La Cavac reste discrète sur le prix de ses contrats. Tout juste se borne-t-elle à indiquer des fourchettes basses, de 140 à 150 euros la tonne de blé, et haute, de 250 à 260 euros/t. Pour l’agriculteur, il s’agit d’engager une partie de sa récolte : 20 à 30 % par exemple. Le contrat lie les parties prenantes, céréalier/coopérative, coopérative/meunier, sur trois ans pour un prix et un volume donné. Un gros travail a été mené pour les verrouiller juridiquement, afin d’éviter tout comportement opportuniste sur la vente du produit. « C’est un pied de nez à la spéculation », a souligné le directeur Céréales Christophe Vinet. La communication sur le « blé agri éthique France » donne le ton. « Enlevons le pain de la bouche des spéculateurs » ou « D’un coup de baguette, faites disparaître la mondialisation du blé », clament notamment des affiches. Toute une publicité sur le lieu de vente (sac baguette, vitrophanie, tapis monnaie…) est prévue dans les boulangeries.

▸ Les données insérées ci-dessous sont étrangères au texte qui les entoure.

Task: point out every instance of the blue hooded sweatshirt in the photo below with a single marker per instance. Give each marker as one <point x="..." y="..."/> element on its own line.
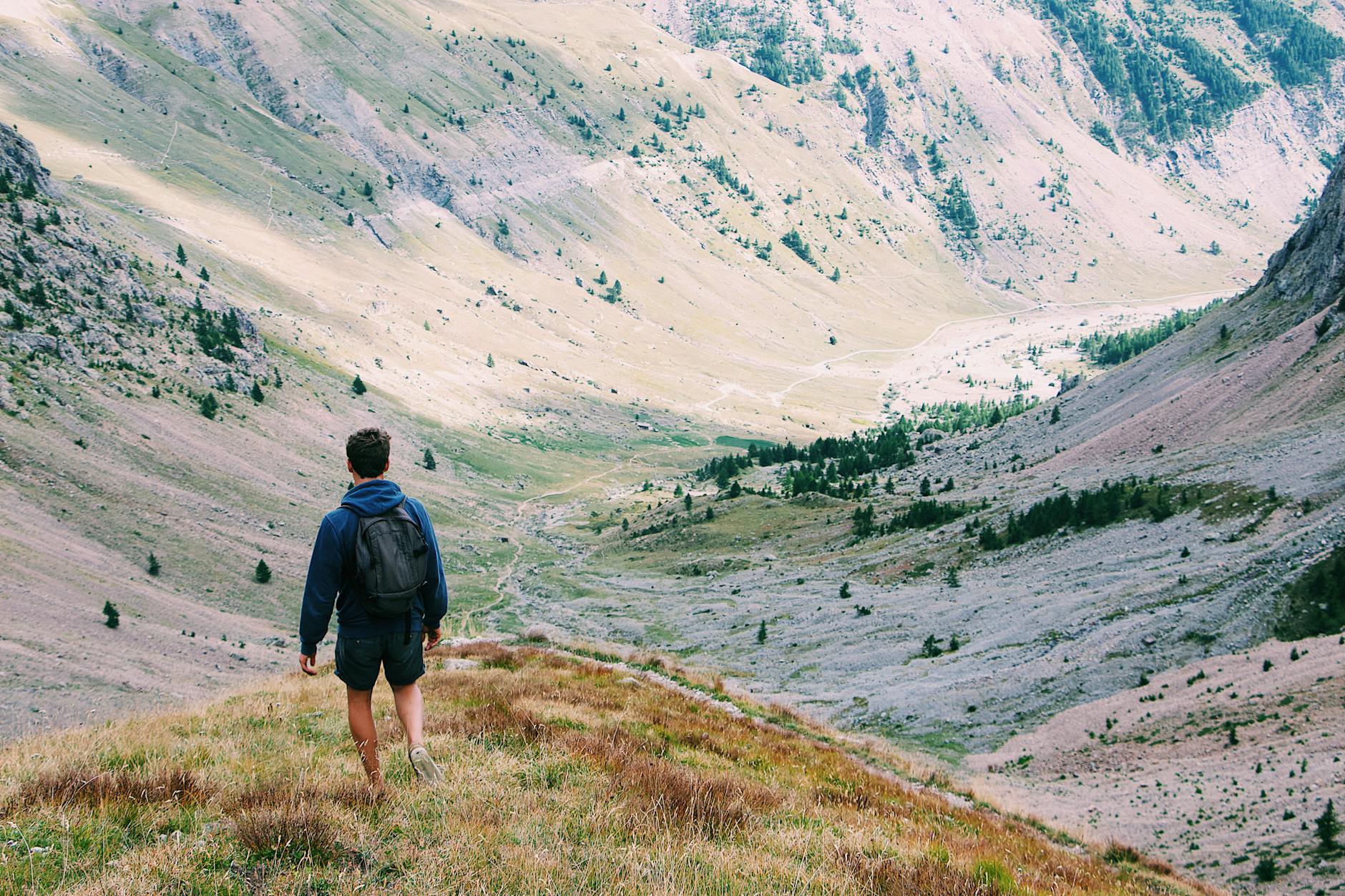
<point x="334" y="553"/>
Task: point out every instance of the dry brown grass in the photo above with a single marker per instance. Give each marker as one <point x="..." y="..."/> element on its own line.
<point x="562" y="778"/>
<point x="296" y="832"/>
<point x="87" y="786"/>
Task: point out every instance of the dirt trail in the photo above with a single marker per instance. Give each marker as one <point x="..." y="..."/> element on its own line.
<point x="467" y="624"/>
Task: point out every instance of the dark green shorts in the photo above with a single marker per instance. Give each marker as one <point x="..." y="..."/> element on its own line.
<point x="358" y="659"/>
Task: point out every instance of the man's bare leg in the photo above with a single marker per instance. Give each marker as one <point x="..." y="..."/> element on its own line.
<point x="359" y="708"/>
<point x="411" y="711"/>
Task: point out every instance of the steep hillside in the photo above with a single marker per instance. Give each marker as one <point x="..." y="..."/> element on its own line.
<point x="972" y="573"/>
<point x="497" y="169"/>
<point x="564" y="775"/>
<point x="157" y="445"/>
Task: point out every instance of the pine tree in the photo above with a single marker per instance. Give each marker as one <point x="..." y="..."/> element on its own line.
<point x="209" y="405"/>
<point x="1328" y="827"/>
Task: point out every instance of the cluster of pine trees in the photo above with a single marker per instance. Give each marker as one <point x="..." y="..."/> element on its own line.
<point x="1298" y="50"/>
<point x="720" y="169"/>
<point x="920" y="514"/>
<point x="217" y="334"/>
<point x="1143" y="81"/>
<point x="1115" y="349"/>
<point x="1092" y="508"/>
<point x="828" y="466"/>
<point x="770" y="59"/>
<point x="962" y="416"/>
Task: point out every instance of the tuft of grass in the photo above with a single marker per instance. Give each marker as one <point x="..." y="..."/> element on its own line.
<point x="94" y="787"/>
<point x="562" y="777"/>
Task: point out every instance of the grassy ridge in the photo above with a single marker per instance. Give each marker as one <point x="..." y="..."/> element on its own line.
<point x="564" y="775"/>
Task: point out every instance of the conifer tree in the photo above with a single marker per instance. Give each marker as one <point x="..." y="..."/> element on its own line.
<point x="209" y="405"/>
<point x="1328" y="827"/>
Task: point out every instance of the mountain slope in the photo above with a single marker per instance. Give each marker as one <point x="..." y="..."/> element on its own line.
<point x="564" y="775"/>
<point x="521" y="159"/>
<point x="1017" y="592"/>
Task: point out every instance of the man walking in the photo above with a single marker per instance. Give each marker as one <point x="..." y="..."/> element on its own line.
<point x="377" y="561"/>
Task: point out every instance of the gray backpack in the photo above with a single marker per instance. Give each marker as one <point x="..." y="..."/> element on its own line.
<point x="391" y="561"/>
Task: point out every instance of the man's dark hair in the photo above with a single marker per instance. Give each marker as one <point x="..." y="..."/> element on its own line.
<point x="368" y="451"/>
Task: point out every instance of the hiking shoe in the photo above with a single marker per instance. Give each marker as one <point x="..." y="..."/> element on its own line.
<point x="426" y="767"/>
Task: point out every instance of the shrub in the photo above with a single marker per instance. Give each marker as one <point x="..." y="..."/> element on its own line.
<point x="209" y="405"/>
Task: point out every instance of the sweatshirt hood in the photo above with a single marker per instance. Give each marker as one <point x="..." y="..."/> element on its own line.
<point x="374" y="497"/>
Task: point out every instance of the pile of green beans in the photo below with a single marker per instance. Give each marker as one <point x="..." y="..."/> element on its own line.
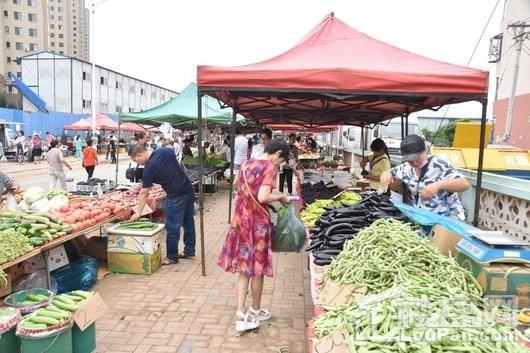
<point x="13" y="245"/>
<point x="378" y="324"/>
<point x="390" y="253"/>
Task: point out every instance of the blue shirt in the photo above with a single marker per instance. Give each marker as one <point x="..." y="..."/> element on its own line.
<point x="162" y="168"/>
<point x="443" y="203"/>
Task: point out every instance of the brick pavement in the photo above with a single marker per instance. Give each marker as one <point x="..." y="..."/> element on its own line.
<point x="179" y="311"/>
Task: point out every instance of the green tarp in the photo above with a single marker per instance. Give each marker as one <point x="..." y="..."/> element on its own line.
<point x="182" y="111"/>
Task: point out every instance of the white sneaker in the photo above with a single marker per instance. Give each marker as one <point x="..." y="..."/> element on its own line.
<point x="261" y="314"/>
<point x="246" y="322"/>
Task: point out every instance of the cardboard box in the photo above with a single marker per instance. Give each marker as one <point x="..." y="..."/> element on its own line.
<point x="134" y="244"/>
<point x="89" y="312"/>
<point x="493" y="280"/>
<point x="444" y="240"/>
<point x="134" y="263"/>
<point x="57" y="258"/>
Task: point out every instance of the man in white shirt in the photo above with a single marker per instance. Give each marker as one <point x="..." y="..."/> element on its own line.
<point x="265" y="137"/>
<point x="240" y="149"/>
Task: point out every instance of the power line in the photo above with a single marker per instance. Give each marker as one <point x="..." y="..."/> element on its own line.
<point x="468" y="62"/>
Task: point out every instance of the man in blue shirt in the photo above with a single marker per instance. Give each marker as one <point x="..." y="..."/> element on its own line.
<point x="434" y="184"/>
<point x="161" y="167"/>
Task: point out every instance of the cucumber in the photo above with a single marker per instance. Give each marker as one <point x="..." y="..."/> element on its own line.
<point x="44" y="320"/>
<point x="65" y="306"/>
<point x="65" y="299"/>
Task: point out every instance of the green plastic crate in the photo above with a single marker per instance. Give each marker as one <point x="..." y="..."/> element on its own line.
<point x="60" y="342"/>
<point x="84" y="341"/>
<point x="9" y="342"/>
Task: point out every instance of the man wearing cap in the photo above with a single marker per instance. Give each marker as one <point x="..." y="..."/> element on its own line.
<point x="434" y="183"/>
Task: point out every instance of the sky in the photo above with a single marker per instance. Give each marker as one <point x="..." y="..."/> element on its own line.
<point x="163" y="41"/>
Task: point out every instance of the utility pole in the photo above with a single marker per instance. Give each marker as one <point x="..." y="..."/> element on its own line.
<point x="520" y="34"/>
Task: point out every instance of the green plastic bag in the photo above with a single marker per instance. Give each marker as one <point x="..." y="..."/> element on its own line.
<point x="290" y="234"/>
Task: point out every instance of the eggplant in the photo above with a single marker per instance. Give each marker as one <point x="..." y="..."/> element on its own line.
<point x="335" y="227"/>
<point x="314" y="245"/>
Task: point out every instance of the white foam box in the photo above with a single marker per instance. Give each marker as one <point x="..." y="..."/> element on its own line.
<point x="134" y="244"/>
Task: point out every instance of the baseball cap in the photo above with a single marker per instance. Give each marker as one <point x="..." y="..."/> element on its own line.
<point x="411" y="148"/>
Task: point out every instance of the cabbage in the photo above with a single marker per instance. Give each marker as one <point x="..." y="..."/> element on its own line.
<point x="57" y="201"/>
<point x="42" y="205"/>
<point x="33" y="194"/>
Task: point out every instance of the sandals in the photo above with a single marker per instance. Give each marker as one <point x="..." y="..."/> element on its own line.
<point x="246" y="321"/>
<point x="260" y="314"/>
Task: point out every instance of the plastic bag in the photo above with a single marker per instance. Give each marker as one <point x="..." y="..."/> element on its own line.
<point x="290" y="235"/>
<point x="80" y="274"/>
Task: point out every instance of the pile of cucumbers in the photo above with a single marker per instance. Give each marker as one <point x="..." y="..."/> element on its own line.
<point x="57" y="314"/>
<point x="339" y="224"/>
<point x="142" y="224"/>
<point x="38" y="227"/>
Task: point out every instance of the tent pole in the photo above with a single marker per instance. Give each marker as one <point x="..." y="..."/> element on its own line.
<point x="232" y="155"/>
<point x="480" y="161"/>
<point x="117" y="153"/>
<point x="201" y="176"/>
<point x="402" y="129"/>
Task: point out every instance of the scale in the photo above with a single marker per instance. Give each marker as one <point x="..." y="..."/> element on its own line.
<point x="493" y="246"/>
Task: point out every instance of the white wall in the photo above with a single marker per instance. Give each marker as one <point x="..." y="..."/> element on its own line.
<point x="515" y="10"/>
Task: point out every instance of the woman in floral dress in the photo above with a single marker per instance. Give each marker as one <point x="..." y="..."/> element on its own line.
<point x="247" y="248"/>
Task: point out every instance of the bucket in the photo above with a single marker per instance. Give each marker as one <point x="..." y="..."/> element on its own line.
<point x="84" y="341"/>
<point x="9" y="342"/>
<point x="57" y="342"/>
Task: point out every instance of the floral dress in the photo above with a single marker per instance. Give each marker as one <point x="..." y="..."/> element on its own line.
<point x="247" y="247"/>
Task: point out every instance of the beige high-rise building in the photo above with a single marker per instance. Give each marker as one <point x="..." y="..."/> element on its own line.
<point x="29" y="26"/>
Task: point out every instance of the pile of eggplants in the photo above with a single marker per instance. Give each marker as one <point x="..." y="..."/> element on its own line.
<point x="339" y="224"/>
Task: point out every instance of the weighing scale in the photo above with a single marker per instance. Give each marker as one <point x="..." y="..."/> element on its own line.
<point x="493" y="246"/>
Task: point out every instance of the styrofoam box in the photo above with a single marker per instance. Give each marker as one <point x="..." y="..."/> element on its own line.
<point x="134" y="244"/>
<point x="57" y="258"/>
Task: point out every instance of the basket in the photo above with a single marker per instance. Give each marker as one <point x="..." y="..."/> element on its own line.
<point x="15" y="300"/>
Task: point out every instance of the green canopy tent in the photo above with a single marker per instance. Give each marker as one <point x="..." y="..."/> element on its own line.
<point x="182" y="111"/>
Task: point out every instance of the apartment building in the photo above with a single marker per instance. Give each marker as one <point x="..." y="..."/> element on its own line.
<point x="29" y="26"/>
<point x="64" y="84"/>
<point x="503" y="52"/>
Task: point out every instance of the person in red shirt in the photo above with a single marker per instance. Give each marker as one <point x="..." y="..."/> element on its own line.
<point x="90" y="159"/>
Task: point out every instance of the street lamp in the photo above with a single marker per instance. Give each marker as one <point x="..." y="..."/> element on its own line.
<point x="93" y="6"/>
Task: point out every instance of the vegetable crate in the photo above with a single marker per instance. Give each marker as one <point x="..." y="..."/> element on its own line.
<point x="134" y="263"/>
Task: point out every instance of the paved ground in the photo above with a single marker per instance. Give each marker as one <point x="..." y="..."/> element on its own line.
<point x="177" y="309"/>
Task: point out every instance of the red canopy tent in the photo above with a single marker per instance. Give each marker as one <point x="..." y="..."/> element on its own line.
<point x="103" y="122"/>
<point x="337" y="74"/>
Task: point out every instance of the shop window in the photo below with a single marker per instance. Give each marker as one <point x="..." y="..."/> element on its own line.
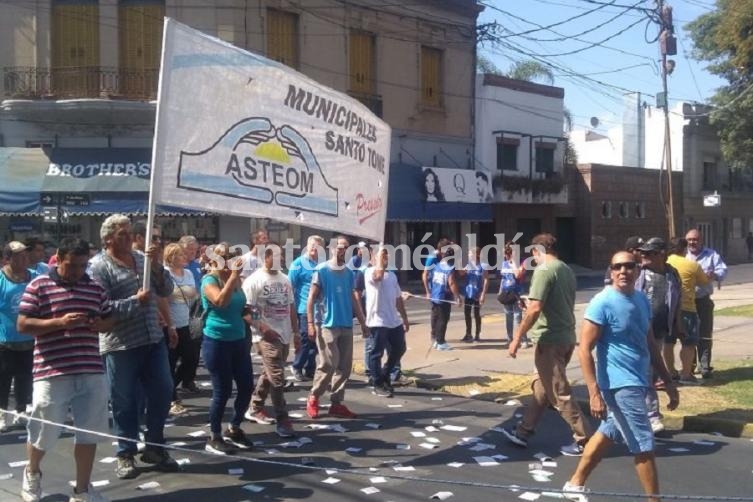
<point x="140" y="24"/>
<point x="737" y="228"/>
<point x="606" y="209"/>
<point x="362" y="62"/>
<point x="282" y="37"/>
<point x="545" y="158"/>
<point x="709" y="176"/>
<point x="507" y="154"/>
<point x="75" y="48"/>
<point x="431" y="77"/>
<point x="624" y="211"/>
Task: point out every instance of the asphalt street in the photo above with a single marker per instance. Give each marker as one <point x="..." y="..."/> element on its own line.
<point x="715" y="466"/>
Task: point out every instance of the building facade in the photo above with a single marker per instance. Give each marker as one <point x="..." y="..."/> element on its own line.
<point x="80" y="79"/>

Valoriser le travail de l’agriculteur

Un site internet, www.agriethique.fr, explique aussi la démarche. Moyen d’expliquer les efforts des agriculteurs, notamment environnementaux, qui restent trop peu connus du grand public. Quelques exemples à la Cavac : des actions pour préserver le paysage et l’équilibre des écosystèmes, la mise en place de jachères mellifères pour maintenir les insectes pollinisateurs, l’utilisation de compost organique permettant de limiter l’usage d’engrais chimique et la production de gaz à effet de serre.